My enemy paused. I could hear him pacing. Then, to my surprise, almost as an anticlimax to what I had just embraced as the inevitable, he said in a dismayed tone, “I'm sending you back to your place. You have twelve hours to think about what you just said to me. And if, after those twelve hours, you still don't tell me the truth, be in absolutely no doubt that I will torture you in ways you have never imagined. Is that clear?”

I said nothing. The interrogator came close again, close enough that I felt his breath on me. Behind him I could hear the door being opened, and more footsteps entering the room. “You know, you've got such a nice face, Maagid,” he hissed. “It would be a shame to have to ruin it.”

With that, I was shoved and manhandled down the corridor. The guard was laughing.

“Such a nice face,” he repeated. “He likes you. You know what we do to people we like, don't you?” The implication was clear as he dumped me back down on the floor. And he left me with that thought, to fester and rot in the darkest corners of my imagination.

The beatings continued. The numbers kept on being called, higher and higher: up into the hundreds.

I replayed in my head again and again the comments that the interrogator had said to me.
Such a nice face.
I remembered the pleas of the prisoner being assaulted in the cell behind me. What was going on? Why hadn't he just tortured me and got it over with? Why was I being spared in this way? I began to feel guilt, as if somehow I had escaped unfairly while all the others, even my brothers from the UK, were treated in the same, brutal way.

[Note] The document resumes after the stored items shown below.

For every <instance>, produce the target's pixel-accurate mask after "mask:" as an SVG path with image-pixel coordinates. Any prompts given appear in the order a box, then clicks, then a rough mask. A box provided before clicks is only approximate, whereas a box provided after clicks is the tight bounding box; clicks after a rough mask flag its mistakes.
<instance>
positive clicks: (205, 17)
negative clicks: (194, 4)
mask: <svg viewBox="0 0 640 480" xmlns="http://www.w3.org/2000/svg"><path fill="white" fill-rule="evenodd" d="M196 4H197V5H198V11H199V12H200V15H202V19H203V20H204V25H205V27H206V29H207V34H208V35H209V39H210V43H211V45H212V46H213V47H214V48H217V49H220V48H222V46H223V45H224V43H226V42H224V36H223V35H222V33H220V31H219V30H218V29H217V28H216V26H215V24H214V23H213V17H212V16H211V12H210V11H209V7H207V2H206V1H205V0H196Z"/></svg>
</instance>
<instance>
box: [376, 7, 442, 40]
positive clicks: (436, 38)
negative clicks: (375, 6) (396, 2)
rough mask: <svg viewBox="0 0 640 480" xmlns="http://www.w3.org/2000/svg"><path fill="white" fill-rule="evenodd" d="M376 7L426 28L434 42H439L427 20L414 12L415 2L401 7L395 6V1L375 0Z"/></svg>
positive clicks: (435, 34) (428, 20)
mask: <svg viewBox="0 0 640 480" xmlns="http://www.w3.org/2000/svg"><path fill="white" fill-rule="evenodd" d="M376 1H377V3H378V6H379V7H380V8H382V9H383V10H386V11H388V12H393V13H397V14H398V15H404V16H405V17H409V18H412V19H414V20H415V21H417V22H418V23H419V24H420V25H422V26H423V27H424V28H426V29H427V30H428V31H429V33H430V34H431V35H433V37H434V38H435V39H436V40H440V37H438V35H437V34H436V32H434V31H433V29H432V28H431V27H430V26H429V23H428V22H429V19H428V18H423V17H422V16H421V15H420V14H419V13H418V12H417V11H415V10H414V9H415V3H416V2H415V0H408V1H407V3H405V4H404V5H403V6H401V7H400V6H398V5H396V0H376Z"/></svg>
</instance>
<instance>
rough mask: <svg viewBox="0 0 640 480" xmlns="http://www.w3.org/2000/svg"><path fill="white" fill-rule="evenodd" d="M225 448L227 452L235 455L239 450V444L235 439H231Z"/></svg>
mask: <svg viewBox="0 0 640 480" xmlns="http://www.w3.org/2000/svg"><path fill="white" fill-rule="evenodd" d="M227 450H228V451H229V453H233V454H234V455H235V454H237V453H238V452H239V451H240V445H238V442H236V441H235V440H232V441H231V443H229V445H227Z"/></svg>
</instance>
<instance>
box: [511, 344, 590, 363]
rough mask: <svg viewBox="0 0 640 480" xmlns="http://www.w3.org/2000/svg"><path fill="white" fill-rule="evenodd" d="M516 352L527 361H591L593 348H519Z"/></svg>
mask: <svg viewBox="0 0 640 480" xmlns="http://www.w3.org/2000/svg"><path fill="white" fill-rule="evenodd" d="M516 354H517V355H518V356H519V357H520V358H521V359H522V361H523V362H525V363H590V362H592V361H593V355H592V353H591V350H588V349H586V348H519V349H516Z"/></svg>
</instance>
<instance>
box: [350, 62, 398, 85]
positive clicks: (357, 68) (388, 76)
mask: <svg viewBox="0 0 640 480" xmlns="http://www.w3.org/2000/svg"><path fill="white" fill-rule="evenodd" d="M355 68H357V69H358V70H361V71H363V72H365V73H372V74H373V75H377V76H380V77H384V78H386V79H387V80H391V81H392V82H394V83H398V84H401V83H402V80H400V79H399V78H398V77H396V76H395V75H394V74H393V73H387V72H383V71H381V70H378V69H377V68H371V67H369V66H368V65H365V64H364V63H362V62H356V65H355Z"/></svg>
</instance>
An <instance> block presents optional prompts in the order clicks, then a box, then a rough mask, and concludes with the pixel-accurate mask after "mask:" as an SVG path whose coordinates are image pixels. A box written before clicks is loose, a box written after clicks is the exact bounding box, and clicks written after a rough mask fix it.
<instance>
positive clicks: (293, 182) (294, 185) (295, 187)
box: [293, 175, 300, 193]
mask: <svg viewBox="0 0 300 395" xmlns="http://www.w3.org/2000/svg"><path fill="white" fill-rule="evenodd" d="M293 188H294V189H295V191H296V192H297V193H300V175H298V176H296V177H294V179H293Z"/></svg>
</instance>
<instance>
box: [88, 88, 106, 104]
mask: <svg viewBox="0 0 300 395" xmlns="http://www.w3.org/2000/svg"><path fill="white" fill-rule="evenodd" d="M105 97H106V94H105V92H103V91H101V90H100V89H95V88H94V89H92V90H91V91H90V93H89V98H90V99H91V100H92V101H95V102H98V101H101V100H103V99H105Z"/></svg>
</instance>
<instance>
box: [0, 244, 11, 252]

I had been in situations before where I had escaped by the skin of my teeth. Matt's stabbing by neo-Nazi hooligans in Southend was meant for me. The murder conviction in Newham was almost me. Somehow, I had always managed to get away with it.
Was Allah saving me for something else?
But as the night continued, punctuated by the sharp screams and sound of electricity ripping through the souls of men, it was a hope I was finding it increasingly difficult to cling to.